Dampak lainnya, sekolah yang digunakan tentunya harus dikembalikan ke bentuk semula. Ini akan memakan waktu, yang berimplikasi pada tertundanya kembali proses belajar mengajar di sekolah, yang sudah sangat dirindukan oleh anak-anak pelajar di seentaro negeri. Proses sterilisasi juga harus dilakukan secara seksama.
Penerapan isolasi 14 hari tentunya harus diberlakukan kepada sekolah yang dipakai. Tidak bisa langsung digunakan setelah disemprot cairan desinfektan. Jika hanya seperti itu, risiko masih akan tetap tinggi. Dampak ikutannya, bertambah lagi waktu yang hilang untuk belajar dan waktu kembali ke sekolah akan lebih lama. Lalu, seperti apa prosedur, mekanisme dan tim untuk melakukan penilaian dan memberikan stempel clean and clear untuk setiap sekolah yang digunakan dan dinilai?
Tentunya, harapan dan anjuran dari berbagai pemangku kepentingan ini didengarkan Pemerintah DKI Jakarta, khususnya gubernur. Dengan provinsi raksasa, dari segi APBD, banyaknya sarana publik dan non-publik yang dapat dimobilisasi serta sumber daya manusia yang mumpuni yang mengelilingi gubernur, seharusnya usulan pemakaian sekolah jadi tempat isolasi dan akomodasi tenaga medis dihentikan.
Pilihan-pilihannya banyak sekali. Beberapa sarana olah raga yang tidak terpakai pasca Asian Games dapat diberdayakan tentunya lewat koordinasi dengan pemerintah pusat. Tempat-tempat pelatihan milik pemerintah dan swasta dapat diupayakan, pastinya lewat kesepaktan dalam semangat mendukung penanggulangan covid 19 ini.
Memaksimalkan fungsi-fungsi puskesmas di kecamatan-kecamatan bisa jadi alternatif yang paling masuk akal. Rumah susun yang belum dimanfaatkan seperti yang ada di Pasar Rumput, mungkin bisa jadi pilihan. Untuk semuanya, memang perlu kerjasama, koordinasi dan saling terbuka dan membantu di tingkat pemerintahan pusat dan daerah serta dengan berbagai pemangku kepentingan. Tidak mudah, tetapi doable.

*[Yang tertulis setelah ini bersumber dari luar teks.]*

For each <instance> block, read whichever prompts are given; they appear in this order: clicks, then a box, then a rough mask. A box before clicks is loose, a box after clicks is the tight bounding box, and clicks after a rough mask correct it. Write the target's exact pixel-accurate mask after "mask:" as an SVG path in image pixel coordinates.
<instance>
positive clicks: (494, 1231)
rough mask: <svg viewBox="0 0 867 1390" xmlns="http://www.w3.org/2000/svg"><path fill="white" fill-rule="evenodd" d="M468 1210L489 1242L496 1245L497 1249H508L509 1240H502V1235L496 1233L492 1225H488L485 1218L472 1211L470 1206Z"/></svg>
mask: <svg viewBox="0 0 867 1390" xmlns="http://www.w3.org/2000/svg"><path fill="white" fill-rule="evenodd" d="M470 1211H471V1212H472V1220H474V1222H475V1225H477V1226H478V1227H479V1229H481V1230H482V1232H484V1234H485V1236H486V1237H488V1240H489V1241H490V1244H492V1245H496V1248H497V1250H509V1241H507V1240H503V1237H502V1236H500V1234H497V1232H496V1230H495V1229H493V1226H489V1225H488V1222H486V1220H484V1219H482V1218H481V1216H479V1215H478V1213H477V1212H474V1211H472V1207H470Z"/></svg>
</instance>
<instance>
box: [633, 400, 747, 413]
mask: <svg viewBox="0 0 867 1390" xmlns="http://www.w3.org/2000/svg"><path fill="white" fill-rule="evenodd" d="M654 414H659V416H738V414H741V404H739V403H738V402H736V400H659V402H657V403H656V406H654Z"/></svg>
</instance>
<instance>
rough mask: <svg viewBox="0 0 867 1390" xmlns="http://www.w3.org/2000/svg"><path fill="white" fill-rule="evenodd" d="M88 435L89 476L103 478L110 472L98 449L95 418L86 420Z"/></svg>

Jadi, tidak mencari gampangannya saja dengan mengorbankan banyak hal, khususnya nasib anak-anak kita yang akan menjadi penerus bangsa ini. Hari ini merupakan masa depan anak-anak kita yang kita pinjam. Sudah banyak sumber daya yang seharusnya digunakan di masa depan anak-anak kita, tetapi sudah kita gunakan hari ini.
Jangan lagi diambil ruang belajar mereka di sekolah. Biarlah itu tetap menjadi ruang semai bagi pengembangan diri dan pengetahuan mereka dalam menuju masa depan dan menjadi mercusuar bagi dirinya dan juga masyarakatnya. Cukup! Hentikan upaya pemakaian sekolah menjadi ruang isolasi covid 19 dan akomodasi tenaga medisnya.